The Presidential Medallion has been awarded annually since 1989 to recognize lifetime achievement and service to Catholic communications by a member of the Catholic Academy. Dr. Phelps was honored for his years of innovation for his diocese and the associations in which he was a member for more than 20 years. He was a consultant on the USCCB Communications Committee since 2003; he also serves as a member of the Catholic Communications Campaign Advisory Committee. He has been a consultant to several church organizations from Vermont to Texas, and in 2008 was given the papal honor of Knighthood in the Order of St. Gregory the Great.
Dr. Phelps is senior communications consultant to the Catholic Diocese of Rockford, and adjunct professor in the College of Business & Management at Cardinal Stritch University in Milwaukee. From 1993-2007, he served as director of Communications & Publications for the Diocese of Rockford, where he was also associate publisher of the diocesan newspaper, The Observer.
As editor, Phelps took the newspaper into the computer age and helped write and market a computer capture program to enable Catholic papers to electronically get feeds from Catholic News Service. For a number of years, he was a member of the diocese’s Justice & Peace Commission and an ex officio member of the Diocesan Pastoral Council.
Phelps also organized an annual media luncheon on behalf of the bishop, and made it possible for Rockford to be one of the first dioceses to have a presence on the World Wide Web. On behalf of Bishop Thomas G. Doran, he expanded the radio presence of the diocese by obtaining translator stations, organizing a weekly television Mass and a 58-second, daily Gospel reflection by Bishop Doran on the Rockford NBC affiliate, WREX-TV. He still co-hosts a weekly live, call-in radio program with the bishop.
In the 1980s, Phelps was certified as a master catechist by the Rockford Diocese and later was awarded the Bishop O’Neill Award in Catechetics for
distinguished service to the Word of God in religious education programs.

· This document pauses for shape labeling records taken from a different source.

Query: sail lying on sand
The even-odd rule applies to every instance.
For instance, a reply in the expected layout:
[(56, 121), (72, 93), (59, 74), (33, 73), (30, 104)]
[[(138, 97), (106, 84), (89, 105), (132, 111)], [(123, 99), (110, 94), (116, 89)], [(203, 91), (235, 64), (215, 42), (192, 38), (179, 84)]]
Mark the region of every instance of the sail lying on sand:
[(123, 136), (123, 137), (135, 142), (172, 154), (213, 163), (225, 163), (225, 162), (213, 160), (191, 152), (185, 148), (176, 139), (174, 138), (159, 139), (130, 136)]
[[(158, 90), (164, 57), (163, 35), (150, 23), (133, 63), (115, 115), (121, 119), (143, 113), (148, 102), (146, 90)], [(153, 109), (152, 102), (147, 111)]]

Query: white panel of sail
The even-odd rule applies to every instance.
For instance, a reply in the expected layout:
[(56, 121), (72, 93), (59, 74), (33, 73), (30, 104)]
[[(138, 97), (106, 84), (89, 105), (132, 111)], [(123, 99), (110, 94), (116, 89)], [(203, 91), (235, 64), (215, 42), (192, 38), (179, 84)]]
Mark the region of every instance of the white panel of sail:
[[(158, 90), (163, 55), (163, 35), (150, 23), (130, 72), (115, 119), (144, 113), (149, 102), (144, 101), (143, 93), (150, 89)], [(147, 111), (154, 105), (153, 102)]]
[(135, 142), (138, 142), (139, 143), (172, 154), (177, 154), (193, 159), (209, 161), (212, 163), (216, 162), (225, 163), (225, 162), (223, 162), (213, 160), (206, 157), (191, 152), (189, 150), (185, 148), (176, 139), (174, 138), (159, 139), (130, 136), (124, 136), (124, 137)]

In recent times, Phelps has served as a consultant and offered programs to faith-based professional organizations in more than a dozen cities across the nation. His newest book, The Catholic Vision for Leading Like Jesus, was published by Our Sunday Visitor Publishing in May 2009. [Information provided by The Observer Web site.]
Dr. Owen Phelps told The Rock River Times it was
that he even attended the luncheon at which he was honored.
One of the strangest things is, I had made an appointment to meet with someone else during that lunch period. … I had met a person who teaches Christian Leadership in South America,” Phelps said. “He was at a different convention, but we bumped into each other at a lunch counter, and…he started to talk with me, and it turned out that he did that work in South America, and the focus of my work for the past few years has been teaching Christian leadership. I’ve got a new book out called The Catholic Vision for Leading Like Jesus. Most of my professional work in the last few years has been as director of the Yeshua Catholic International Leadership Institute. So we thought, ‘Wow! What a providential encounter.’
Dr. Phelps recalled that Penny Wiegert had urged him to go to the luncheon honoring him without telling him why. He thought it was because she was being named president of the Catholic Press Association, and wanted him to be there to share the moment. He never guessed the actual purpose of the invitation until it happened.
With a touch of humor, Dr. Phelps told TRRT:
I was really lucky to receive the award this year because starting next year, the Academy is planning to give it to someone who really deserves it. When I heard my name called, I was completely shocked. Then, I saw my mug on the big screen and forgot how to breathe. I looked around the room and saw so many people so much more deserving than I will ever be. I still don’t understand it, but I’m grateful. Coming from my colleagues in Catholic communications, it means a lot to me.